Yeh its my first time was on menapor then hgc drug before the basded then these stupid pessary things that are driving me mad I ve been told the horm drug should be out of my system after 10 days so was told to test on 28th march but its my birthday weekend n really want to no so not to have a ickle tipple hehe I might test next wednesday that will give the horm drug time to get out of my system am a bit confused if the pessarys might alter the test  Let me know how u get on chicken wishing you and your partner all the luck in the world xxx


----------



## Hells Bells (Aug 28, 2008)

Hiya all!

How you all doing?  I was back at work yesterday I was totally shattered when I finished!  not used to the work!
Ive felt sooo bloated last night and today my tummy is massive my pants are really tight! god if its not worked its back on the diet for me! 

emy30 you say you using the pessary's, I wasn't given them, what do they do? and why do some give them and not others?

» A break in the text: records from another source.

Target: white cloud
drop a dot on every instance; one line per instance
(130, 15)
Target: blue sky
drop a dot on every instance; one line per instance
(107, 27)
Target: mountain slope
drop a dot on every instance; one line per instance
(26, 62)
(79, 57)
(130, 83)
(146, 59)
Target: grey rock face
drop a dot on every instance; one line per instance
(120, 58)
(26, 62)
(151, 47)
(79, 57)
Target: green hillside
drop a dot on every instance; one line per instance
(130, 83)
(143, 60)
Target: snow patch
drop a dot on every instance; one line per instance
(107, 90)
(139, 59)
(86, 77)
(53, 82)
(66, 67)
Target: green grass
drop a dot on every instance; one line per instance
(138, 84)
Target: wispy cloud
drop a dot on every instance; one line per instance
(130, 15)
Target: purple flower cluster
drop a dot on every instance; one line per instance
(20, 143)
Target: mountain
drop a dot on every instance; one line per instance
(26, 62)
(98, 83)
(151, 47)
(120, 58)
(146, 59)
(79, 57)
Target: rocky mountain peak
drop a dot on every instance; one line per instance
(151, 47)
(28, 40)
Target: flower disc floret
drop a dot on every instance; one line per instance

I was thinking of testing on Wednesday too but not sure if it will be too soon or not? could get one of the early response ones i suppose,  I'm in two minds about testing one part of me wants to test now and the other I dont want to test at all, im so nervous, when i test that will be the end either way and I dont know if just to wait and see what happens, to see if AF comes or not    

Trying to keep up the positive vibes but how much will I fall if it hasn't happened this time.  God Im driving myself crazy!!!!

Hope your all having a better day that me!!!!


----------